The elegance here is striking. The gradient for any weight is just two numbers multiplied together: what the layer above says about the error, and what the layer below actually produced. That is it.

Step 4: Passing blame to the hidden layer.

You now have gradients for all the weights in the final layer. But you need to do the same thing for every hidden layer below. To do that, you need to know the error signal for each hidden unit, the same way you computed it for the output unit in step 1.

A hidden unit connects upward to multiple output units. Each of those connections contributed to the final error. So the total blame assigned to a hidden unit is the sum of blame from every unit it connects to above it, weighted by the strength of each connection:

∂E / ∂y(hidden) = Σ (∂E / ∂x(above)) · w

If a hidden unit connects to three output units with weights 0.5, 0.3, and 0.8, and those output units have error signals 0.081, 0.04, and 0.02, then the blame reaching the hidden unit is:

(0.081 × 0.5) + (0.04 × 0.3) + (0.02 × 0.8) = 0.0405 + 0.012 + 0.016 = 0.069

And this is the key to the whole algorithm.
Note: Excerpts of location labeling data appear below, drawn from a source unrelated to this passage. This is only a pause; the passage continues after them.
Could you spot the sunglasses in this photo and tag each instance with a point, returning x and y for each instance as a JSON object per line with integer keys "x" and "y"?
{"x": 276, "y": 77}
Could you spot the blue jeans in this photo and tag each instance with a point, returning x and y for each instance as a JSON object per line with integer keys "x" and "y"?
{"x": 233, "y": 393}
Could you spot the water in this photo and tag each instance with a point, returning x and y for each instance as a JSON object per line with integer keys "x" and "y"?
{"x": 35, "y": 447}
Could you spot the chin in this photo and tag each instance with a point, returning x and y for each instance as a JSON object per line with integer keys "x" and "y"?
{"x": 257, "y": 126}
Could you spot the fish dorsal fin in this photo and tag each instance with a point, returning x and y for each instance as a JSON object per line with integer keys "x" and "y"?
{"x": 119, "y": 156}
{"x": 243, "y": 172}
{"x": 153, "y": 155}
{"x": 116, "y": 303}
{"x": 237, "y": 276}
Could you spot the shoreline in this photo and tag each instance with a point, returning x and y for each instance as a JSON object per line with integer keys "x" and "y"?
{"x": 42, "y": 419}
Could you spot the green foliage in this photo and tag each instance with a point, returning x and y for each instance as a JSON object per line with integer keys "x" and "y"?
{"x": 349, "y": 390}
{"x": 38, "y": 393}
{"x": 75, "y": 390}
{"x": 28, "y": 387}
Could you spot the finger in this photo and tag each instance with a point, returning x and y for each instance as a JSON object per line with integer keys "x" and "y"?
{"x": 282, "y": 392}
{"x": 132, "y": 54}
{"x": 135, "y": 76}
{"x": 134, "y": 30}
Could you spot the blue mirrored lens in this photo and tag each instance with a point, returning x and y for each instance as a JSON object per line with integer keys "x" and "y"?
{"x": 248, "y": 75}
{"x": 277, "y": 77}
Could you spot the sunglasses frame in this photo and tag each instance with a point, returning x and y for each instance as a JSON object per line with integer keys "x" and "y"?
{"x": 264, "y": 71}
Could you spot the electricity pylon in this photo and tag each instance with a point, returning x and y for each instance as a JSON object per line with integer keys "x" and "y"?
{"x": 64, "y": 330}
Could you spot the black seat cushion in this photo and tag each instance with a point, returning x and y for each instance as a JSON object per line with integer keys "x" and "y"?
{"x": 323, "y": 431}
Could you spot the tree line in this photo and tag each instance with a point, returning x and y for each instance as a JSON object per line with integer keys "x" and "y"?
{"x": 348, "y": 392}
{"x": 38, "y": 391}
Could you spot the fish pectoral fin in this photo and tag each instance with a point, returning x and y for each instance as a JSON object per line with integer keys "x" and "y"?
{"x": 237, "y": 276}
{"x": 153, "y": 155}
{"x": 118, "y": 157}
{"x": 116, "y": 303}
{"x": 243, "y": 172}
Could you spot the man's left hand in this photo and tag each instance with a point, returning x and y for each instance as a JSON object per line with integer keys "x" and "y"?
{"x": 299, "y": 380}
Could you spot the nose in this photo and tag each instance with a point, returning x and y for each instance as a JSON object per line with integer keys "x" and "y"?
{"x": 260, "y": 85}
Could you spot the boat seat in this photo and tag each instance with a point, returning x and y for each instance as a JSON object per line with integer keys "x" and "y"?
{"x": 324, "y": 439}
Once you have this blame signal at the hidden unit, you repeat steps 2 and 3 exactly as before: multiply by the sigmoid derivative to get the error signal, then multiply by the outputs from the layer below to get weight gradients.

The algorithm cascades backwards through the entire network, one layer at a time. Every weight in the network receives a precise gradient telling it exactly how much it contributed to the final error. This is why it is called backpropagation.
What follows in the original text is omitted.